Da dove sono uscite le «allucinazioni psichedeliche» citate dal ministro? Per molti non c'è dubbio: Supermario ha colpito ancora. L'ex direttore del Sole è dato in riavvicinamento al quotidiano romano. Il responsabile delle Relazioni geo-strategiche con gli Usa lascia Piazza Monte Grappa. Potrebbe andare a guidare l'Atlantic Council.

L’influenza di Draghi su Giorgetti, Messa fuori da Leonardo, Napoletano verso il Messaggero: gli spifferi della giornata

«Mario Draghi ha colpito ancora»: alla fine dell’audizione di Giancarlo Giorgetti alla commissione Bilancio della Camera, nessuno aveva dubbi. La convinzione generale è che «il ministro deve aver parlato con l’ex presidente del Consiglio Draghi, prima di fare il suo intervento, la storia delle «allucinazioni psichedeliche» sembra uscita dalla sua bocca». Non è un mistero, i due sono amici e si stimano.

L'influenza di Draghi su Giorgetti, Paolo Messa fuori da Leonardo, Napoletano verso il Messaggero: gli spifferi della giornata
Giancarlo Giorgetti e Mario Draghi (Imagoeconomica).

Napoletano si riavvicina al  Messaggero

«Clamoroso al Cibali», dicevano una volta alla radio, quando le partite di calcio nello stadio di Catania offrivano al pubblico risultati incredibili ai danni delle squadre milanesi.
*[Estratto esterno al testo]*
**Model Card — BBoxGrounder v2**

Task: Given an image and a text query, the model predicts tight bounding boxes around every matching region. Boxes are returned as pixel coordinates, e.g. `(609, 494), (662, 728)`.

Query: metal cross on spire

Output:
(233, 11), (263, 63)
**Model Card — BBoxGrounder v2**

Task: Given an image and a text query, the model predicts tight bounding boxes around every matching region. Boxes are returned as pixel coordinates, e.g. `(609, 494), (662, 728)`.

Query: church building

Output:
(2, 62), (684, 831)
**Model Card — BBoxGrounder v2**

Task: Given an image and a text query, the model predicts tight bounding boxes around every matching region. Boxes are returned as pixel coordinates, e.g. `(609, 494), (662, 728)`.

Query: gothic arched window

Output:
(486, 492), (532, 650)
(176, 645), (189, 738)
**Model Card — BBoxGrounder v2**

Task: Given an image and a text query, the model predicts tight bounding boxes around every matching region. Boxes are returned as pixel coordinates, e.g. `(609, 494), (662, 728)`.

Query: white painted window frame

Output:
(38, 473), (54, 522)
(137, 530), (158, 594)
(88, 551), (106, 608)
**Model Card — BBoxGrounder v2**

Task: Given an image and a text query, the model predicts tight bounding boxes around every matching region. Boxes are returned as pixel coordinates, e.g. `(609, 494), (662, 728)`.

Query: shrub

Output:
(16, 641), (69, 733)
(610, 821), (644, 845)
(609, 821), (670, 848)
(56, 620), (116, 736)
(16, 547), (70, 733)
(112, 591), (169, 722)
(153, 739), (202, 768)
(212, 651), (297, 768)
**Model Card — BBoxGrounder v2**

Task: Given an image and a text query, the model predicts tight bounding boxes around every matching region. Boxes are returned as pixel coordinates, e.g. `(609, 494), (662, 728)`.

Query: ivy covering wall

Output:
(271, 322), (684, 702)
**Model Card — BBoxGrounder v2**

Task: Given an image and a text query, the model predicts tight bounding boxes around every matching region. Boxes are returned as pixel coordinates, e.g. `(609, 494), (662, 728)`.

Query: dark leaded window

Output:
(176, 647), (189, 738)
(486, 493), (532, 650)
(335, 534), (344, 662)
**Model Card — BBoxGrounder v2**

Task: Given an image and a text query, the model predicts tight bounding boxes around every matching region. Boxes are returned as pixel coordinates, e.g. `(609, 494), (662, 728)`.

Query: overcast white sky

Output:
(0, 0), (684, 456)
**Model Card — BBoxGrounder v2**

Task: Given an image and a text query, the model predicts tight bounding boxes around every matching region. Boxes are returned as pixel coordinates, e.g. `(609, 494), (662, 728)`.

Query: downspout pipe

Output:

E c’è sempre di mezzo la Sicilia, quando si evoca il Cibali: stavolta al centro dell’attenzione c’è l’ingegner Francesco Gaetano Caltagirone e  Il Messaggero. Sì, perché da tempo è dato in uscita il direttore Massimo Martinelli, e ora si riaffaccia sulla scena, come ipotetico successore, Roberto Napoletano, che già ha comandato a via del Tritone, prima di approdare al Sole 24 Ore. Napoletano ha risolto felicemente ogni problema con la giustizia, e quindi…

L'influenza di Draghi su Giorgetti, Paolo Messa fuori da Leonardo, Napoletano verso il Messaggero: gli spifferi della giornata
Roberto Napoletano (Imagoeconomica).

Messa lascia Leonardo e potrebbe andare a guidare l’Atlantic Council

Dopo anni di “valoroso servizio” termina la presenza di Paolo Messa negli uffici americani di Leonardo. L’inventore di Formiche conclude con Roberto Cingolani la sua attività iniziata nelle precedenti gestioni, grazie a Gianni De Gennaro. I rumors di piazza Monte Grappa indicano una sostanziale «incompatibilità» tra Cingolani e Messa, anche se l’interessato smentisce ogni dissidio. Fatto sta che ora la prima linea statunitense verrà completamente rinnovata. Messa probabilmente andrà a guidare l’Atlantic Council, think tank americano con sede a Washington, il cui scopo è «promuovere la leadership Usa e accordi internazionali basati sul ruolo centrale della comunità atlantica nell’affrontare le sfide del XXI secolo».

Roma, vigili di oggi e di ieri

Roberto Gualtieri ha finalmente un nuovo capo dei vigili: Mario De Sclavis è il nuovo comandante della polizia locale di Roma Capitale. Già vicecomandante del corpo ed attualmente responsabile dell’ufficio per la mobilità in vista del Giubileo, succede al comandante Ugo Angeloni. «Abbiamo scelto la persona giusta per guidare il processo di rafforzamento della polizia locale che stiamo portando avanti, a partire dall’imminente ingresso di 800 nuovi vigili con il concorso le cui prove si sono da pochi giorni concluse. Nell’anno che ci porterà al Giubileo del 2025, con tanti altri cantieri che si apriranno e dovranno chiudersi entro il 2024 il supporto della polizia municipale è indispensabile per superare le tante sfide che attendono Roma. Da questo punto di vista sono convinto che la lunga esperienza e l’indiscutibile competenza del Comandante De Sclavis saranno una garanzia per tutta la cittadinanza», ha affermato il sindaco. Ma se c’è un nuovo comandante, uno del passato ha scritto le sue memorie: Aldo Zanetti. Nato nella provincia di Padova, venne chiamato dall’allora primo cittadino Walter Veltroni, e ricorda che nella Capitale riceveva lettere anonime e minacce, «ma è normale per chi fa questo mestiere e se tocchi interessi di qualcuno». Sarà anche per questo che lo ricordano con affetto, dalle parti del Campidoglio.